MP Charlie Angus repeatedly asked RCMP officials why no investigation had been launched into MindGeek.


“The Canadian Parliament has already started to shed light into MindGeek’s practices in recent hearings. We know that Pornhub has refused to remove illegal content in a timely manner; the company does not even try to verify consent on Pornhub; it apparently stores a copy of all content on its servers, even child sexual abuse material (CSAM); and it turns out that MindGeek executives even claimed a partnership with the National Center for Missing and Exploited Children but NCMEC says no such partnership exists. These issues are just the tip of the iceberg.”

The RCMP says it is committed to working with police partners across the country to address increasing cybercrimes such as online child sexual exploitation. 

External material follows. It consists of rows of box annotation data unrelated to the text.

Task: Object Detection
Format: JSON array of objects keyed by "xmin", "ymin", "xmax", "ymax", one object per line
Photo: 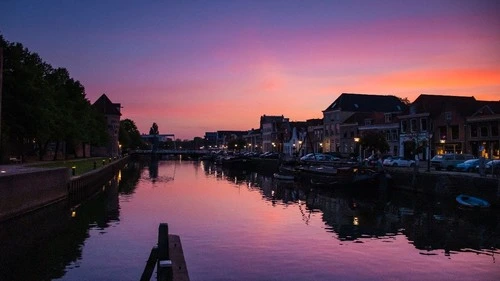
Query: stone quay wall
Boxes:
[
  {"xmin": 0, "ymin": 154, "xmax": 128, "ymax": 222},
  {"xmin": 0, "ymin": 168, "xmax": 69, "ymax": 221},
  {"xmin": 386, "ymin": 168, "xmax": 500, "ymax": 202}
]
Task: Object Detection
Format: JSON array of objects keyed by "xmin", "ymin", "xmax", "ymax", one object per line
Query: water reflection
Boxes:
[
  {"xmin": 0, "ymin": 163, "xmax": 138, "ymax": 280},
  {"xmin": 202, "ymin": 160, "xmax": 500, "ymax": 262}
]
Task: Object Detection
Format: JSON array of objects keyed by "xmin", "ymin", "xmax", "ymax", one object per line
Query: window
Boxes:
[
  {"xmin": 444, "ymin": 111, "xmax": 451, "ymax": 121},
  {"xmin": 401, "ymin": 120, "xmax": 408, "ymax": 133},
  {"xmin": 420, "ymin": 118, "xmax": 427, "ymax": 132},
  {"xmin": 470, "ymin": 125, "xmax": 477, "ymax": 138},
  {"xmin": 410, "ymin": 119, "xmax": 417, "ymax": 132},
  {"xmin": 451, "ymin": 126, "xmax": 458, "ymax": 140},
  {"xmin": 481, "ymin": 126, "xmax": 488, "ymax": 137},
  {"xmin": 439, "ymin": 126, "xmax": 448, "ymax": 140},
  {"xmin": 391, "ymin": 130, "xmax": 398, "ymax": 141},
  {"xmin": 385, "ymin": 113, "xmax": 392, "ymax": 123},
  {"xmin": 491, "ymin": 122, "xmax": 498, "ymax": 137}
]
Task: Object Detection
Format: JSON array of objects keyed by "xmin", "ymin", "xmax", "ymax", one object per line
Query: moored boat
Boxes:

“The National Child Exploitation Crime Centre (NCECC) works closely with international law enforcement partners to carry out investigations and to serve takedown notices to American and international companies, when jurisdiction can be ascertained,” a spokesperson told The Pointer. “The NCECC conducts investigations which are then referred to law enforcement agencies of jurisdiction within Canada or internationally for further action. Online child sexual exploitation cases are investigated by police services of jurisdiction in every province. However, the RCMP often work closely with police services across Canada and abroad to assist with these investigations.”

The force offered no commitment to investigate MindGeek or Pornhub. 

“The RCMP fully supports victims of sexual abuse and violence, and recognizes the trauma that these crimes can inflict. We are committed to investigating these crimes to the fullest extent possible, and prosecuting those responsible. Additionally, we support greater action to address online sexual crimes, such as online child sexual exploitation and non-consensual distribution of sexual images.”

Calls are now intensifying to hold the RCMP accountable, to ensure it does not allow more victims to be harmed by Pornhub and other online sites.